In the present study, the PCR-based identification of a specific gene was used to confirm P. mirabilis. All the isolates of P. mirabilis were used to produce a specific size of the 533-bp fragment of the ureC1 gene, as shown in Figure 5.

PCR-based identification of P. mirabilis from patient wounds
Figure 5. PCR-based identification of P. mirabilis from patient wounds

5. Discussion

Proteus mirabilis can cause both community and hospital-acquired infections, especially in immunocompromised patients. Based on the study by Brown (11), Proteus is the third main cause of hospital-acquired infections and a major contributor to the pathogenesis of wound infection. In the present study, 480 different wound samples were examined out of which, 13.3% were positive for P. mirabilis while 86.6% produced negative results. Among the positive samples, male patients’ wounds (8.3%) were more infected with P. mirabilis then female patients’ wounds (5%). Bahashwan and El Shafey (20) indicated in their study that males were more affected by P. mirabilis than females. This study showed that P. mirabilis affected all age groups, mostly 16 - 30 years-old (6.70%), followed by 5 - 10 years-old (5%) and 30 - 50 years-old (1.60%).
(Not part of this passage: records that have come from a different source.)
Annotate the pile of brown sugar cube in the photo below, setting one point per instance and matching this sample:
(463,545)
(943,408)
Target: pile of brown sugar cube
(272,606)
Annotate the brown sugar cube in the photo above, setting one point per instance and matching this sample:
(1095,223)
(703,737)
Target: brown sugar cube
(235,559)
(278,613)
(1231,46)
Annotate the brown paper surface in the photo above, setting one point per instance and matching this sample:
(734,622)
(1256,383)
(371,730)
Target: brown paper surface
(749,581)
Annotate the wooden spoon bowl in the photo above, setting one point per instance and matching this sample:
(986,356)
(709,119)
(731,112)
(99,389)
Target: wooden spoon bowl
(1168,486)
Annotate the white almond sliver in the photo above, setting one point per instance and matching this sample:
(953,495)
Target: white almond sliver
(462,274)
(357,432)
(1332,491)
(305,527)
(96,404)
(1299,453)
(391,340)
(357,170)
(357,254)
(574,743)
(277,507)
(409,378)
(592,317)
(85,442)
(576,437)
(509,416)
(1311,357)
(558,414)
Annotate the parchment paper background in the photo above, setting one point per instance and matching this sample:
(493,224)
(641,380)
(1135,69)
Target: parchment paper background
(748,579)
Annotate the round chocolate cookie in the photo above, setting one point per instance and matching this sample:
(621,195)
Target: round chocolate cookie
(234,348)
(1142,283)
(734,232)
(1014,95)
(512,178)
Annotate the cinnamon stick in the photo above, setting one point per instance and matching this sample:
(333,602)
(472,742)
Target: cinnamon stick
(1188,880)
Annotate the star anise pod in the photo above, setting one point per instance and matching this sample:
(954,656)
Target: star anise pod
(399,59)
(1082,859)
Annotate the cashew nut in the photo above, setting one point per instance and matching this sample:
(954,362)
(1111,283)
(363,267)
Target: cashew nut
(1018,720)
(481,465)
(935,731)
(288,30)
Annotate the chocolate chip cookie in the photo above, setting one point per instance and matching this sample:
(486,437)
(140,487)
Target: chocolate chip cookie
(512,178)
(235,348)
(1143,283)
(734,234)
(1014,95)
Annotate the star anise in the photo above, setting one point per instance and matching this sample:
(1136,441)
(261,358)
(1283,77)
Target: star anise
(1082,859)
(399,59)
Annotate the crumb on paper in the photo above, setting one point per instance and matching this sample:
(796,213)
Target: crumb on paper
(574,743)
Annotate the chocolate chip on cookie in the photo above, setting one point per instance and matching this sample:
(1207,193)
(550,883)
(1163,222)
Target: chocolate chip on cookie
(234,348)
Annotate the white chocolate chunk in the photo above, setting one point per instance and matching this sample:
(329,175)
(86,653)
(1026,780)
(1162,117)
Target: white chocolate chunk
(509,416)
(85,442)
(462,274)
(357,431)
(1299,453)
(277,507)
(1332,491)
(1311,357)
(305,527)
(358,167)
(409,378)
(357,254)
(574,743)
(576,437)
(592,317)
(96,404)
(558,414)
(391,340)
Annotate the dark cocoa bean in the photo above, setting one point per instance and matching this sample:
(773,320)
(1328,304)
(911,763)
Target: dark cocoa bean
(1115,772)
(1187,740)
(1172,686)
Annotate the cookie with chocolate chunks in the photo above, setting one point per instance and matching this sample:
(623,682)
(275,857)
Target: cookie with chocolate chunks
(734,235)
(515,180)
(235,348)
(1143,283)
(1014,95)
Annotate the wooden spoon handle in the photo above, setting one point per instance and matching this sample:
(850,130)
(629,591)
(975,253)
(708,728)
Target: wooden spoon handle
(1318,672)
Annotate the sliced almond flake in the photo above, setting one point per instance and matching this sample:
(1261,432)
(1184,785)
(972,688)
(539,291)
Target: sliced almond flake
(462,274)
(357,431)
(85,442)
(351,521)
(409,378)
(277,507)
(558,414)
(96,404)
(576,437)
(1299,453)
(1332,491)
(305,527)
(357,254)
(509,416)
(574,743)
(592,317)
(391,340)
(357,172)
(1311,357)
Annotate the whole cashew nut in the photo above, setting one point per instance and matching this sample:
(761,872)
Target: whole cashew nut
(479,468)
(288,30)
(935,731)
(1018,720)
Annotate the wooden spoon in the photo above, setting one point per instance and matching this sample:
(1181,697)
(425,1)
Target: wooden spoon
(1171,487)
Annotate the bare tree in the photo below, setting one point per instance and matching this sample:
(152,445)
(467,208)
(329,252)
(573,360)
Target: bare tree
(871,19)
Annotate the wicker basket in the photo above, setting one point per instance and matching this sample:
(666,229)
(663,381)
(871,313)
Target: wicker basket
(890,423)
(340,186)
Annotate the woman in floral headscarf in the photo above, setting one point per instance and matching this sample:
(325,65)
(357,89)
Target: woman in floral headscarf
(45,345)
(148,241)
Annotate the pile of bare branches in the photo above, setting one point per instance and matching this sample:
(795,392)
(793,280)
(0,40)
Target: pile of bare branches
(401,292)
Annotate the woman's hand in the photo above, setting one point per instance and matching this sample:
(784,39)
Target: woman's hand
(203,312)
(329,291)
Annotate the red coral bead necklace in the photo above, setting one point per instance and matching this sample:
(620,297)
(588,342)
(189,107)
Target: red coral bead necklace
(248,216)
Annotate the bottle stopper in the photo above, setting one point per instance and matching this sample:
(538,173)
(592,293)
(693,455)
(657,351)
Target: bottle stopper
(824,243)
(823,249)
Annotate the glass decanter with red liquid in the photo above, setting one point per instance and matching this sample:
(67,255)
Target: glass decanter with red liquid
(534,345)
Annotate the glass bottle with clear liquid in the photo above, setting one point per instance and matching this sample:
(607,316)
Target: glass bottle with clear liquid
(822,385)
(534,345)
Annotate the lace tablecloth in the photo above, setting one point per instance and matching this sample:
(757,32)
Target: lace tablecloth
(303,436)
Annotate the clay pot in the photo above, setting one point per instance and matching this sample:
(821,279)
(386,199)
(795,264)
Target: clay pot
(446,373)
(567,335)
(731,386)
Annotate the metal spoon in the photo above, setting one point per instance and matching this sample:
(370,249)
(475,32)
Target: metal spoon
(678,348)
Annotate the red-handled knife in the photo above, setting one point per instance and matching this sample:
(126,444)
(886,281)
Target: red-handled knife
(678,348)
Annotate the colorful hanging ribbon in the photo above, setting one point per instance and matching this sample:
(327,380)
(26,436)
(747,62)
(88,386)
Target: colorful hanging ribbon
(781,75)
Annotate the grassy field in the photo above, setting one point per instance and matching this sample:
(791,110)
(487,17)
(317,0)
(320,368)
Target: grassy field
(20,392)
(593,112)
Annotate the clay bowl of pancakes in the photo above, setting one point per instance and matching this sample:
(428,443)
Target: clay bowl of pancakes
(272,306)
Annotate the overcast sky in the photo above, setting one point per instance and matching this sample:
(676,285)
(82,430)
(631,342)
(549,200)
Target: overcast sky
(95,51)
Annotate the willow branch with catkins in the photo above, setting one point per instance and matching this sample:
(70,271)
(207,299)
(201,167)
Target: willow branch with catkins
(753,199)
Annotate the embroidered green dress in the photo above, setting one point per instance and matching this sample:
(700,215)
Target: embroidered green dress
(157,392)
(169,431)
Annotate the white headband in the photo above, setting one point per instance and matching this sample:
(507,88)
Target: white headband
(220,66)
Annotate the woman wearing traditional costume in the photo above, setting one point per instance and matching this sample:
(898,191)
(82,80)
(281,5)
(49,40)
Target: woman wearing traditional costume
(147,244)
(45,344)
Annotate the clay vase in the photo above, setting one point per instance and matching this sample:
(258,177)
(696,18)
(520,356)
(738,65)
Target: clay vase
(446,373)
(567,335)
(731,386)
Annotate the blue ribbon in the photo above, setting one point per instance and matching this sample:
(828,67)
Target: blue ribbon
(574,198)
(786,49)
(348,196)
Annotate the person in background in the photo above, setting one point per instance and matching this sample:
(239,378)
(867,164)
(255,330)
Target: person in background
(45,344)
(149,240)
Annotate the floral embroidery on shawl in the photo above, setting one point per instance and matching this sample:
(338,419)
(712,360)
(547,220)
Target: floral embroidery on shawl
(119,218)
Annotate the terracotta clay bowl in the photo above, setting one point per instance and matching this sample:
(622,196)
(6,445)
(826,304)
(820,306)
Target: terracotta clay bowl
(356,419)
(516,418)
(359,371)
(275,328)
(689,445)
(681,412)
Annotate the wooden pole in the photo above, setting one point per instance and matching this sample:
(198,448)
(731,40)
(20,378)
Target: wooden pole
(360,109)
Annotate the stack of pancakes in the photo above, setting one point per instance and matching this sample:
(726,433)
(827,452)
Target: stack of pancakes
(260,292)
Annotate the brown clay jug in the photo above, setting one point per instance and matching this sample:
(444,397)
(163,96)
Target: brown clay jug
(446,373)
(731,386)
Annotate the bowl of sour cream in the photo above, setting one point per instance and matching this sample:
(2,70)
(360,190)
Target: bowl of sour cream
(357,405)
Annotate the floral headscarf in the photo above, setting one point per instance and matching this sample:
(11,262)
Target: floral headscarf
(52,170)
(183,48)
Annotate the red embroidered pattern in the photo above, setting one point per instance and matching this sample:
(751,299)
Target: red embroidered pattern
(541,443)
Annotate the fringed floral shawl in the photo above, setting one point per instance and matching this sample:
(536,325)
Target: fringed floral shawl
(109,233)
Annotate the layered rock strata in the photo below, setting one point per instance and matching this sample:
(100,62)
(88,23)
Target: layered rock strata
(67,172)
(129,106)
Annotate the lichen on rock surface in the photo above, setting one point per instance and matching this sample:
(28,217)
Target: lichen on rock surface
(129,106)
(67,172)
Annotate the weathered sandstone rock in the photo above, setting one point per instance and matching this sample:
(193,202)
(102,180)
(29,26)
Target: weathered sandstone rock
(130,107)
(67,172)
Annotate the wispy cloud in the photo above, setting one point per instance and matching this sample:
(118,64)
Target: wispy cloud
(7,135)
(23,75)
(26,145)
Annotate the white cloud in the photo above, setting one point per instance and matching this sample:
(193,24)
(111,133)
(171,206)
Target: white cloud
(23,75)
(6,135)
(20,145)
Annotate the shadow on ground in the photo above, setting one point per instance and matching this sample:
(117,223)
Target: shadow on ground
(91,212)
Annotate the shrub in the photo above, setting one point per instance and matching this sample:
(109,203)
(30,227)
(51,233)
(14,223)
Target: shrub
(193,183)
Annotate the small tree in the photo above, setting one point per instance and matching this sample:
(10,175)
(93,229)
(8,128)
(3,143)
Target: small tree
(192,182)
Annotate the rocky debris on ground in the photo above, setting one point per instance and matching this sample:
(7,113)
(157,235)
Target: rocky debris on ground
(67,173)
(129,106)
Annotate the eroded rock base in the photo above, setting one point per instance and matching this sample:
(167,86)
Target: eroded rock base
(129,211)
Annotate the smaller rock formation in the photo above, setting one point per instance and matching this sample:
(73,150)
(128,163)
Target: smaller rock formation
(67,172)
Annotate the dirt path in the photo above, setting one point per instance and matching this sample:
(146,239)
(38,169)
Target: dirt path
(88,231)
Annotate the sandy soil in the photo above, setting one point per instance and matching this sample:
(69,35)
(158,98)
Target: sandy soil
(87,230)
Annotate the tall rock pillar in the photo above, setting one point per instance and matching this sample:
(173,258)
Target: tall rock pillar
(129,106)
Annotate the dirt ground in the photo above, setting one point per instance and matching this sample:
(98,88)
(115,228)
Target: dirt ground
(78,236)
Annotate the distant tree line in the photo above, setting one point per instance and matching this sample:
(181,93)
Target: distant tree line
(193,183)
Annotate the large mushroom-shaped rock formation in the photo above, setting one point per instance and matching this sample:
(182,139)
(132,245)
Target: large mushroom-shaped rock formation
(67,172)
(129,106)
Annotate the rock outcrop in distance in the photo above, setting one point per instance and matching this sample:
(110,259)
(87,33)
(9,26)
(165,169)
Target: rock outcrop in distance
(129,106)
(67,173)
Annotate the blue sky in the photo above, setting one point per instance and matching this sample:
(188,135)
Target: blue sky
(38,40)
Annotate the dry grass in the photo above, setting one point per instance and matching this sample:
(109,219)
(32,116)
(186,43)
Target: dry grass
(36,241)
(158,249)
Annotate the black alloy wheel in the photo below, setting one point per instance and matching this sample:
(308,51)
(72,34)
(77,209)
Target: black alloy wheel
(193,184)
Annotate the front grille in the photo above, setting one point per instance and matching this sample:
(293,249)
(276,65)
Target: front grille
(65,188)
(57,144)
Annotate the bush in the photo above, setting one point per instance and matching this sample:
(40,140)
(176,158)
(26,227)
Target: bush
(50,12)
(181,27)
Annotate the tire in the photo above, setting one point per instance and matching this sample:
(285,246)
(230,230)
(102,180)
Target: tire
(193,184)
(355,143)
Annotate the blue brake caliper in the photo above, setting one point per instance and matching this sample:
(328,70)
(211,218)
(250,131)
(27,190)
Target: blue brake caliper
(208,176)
In this study, P. mirabilis was mostly found in surgical (5%) and diabetic (5%) wounds, followed by burn wounds (3%). Mohammed et al. (21) similarly reported in Nigeria that P. mirabilis was more frequently isolated from surgical wounds than burn and diabetic wounds. We identified P. mirabilis through differential media, Gram staining, and biochemical tests such as IMVIC, catalase, oxidase, sugar fermentation, citrate utilization, and urease and found results similar to the findings obtained by Cowan (22).

The control of wound infection has become more challenging due to the antibiotic resistance of infections. This study showed that P. mirabilis was sensitive to gentamicin and amikacin while resistant to penicillin G, ampicillin, amoxicillin, cefuroxime, ceftriaxone, ceftazidime, imipenem, ciprofloxacin, tetracycline. Mordi and Momoh (23) also found that all positive samples were resistant to tetracycline and erythromycin but sensitive to ciprofloxacin, ofloxacin, and gentamicin. In the present study, the PCR-based identification of a specific gene was used to detect P. mirabilis. All isolates of P. mirabilis were used to produce the specific size of the 533-bp fragment of the ureC1 gene; similar results were found by Abbas et al. (24).

Wound infection caused by P. mirabilis is a serious problem nowadays because bacteria have acquired resistance to many antibiotics. We should take those measures for the treatment of wound infections caused by P. mirabilis that can give us better results in the future. We also need to work on different antibiotic-resistance genes and study the whole genomic sequences of P. mirabilis using PCR.

5.1. Conclusions

The pathogenesis of P. mirabilis in wound infection and its antimicrobial sensitivity are major problems worldwide. The use of aminoglycosides such as gentamicin and amikacin is effective against P. mirabilis that helps prevent the spread of infection and reduce the cost of treatment. PCR is one of the sensitive, timesaving, specific, and cost-effective ways for the identification of the pathogenic genes of P. mirabilis.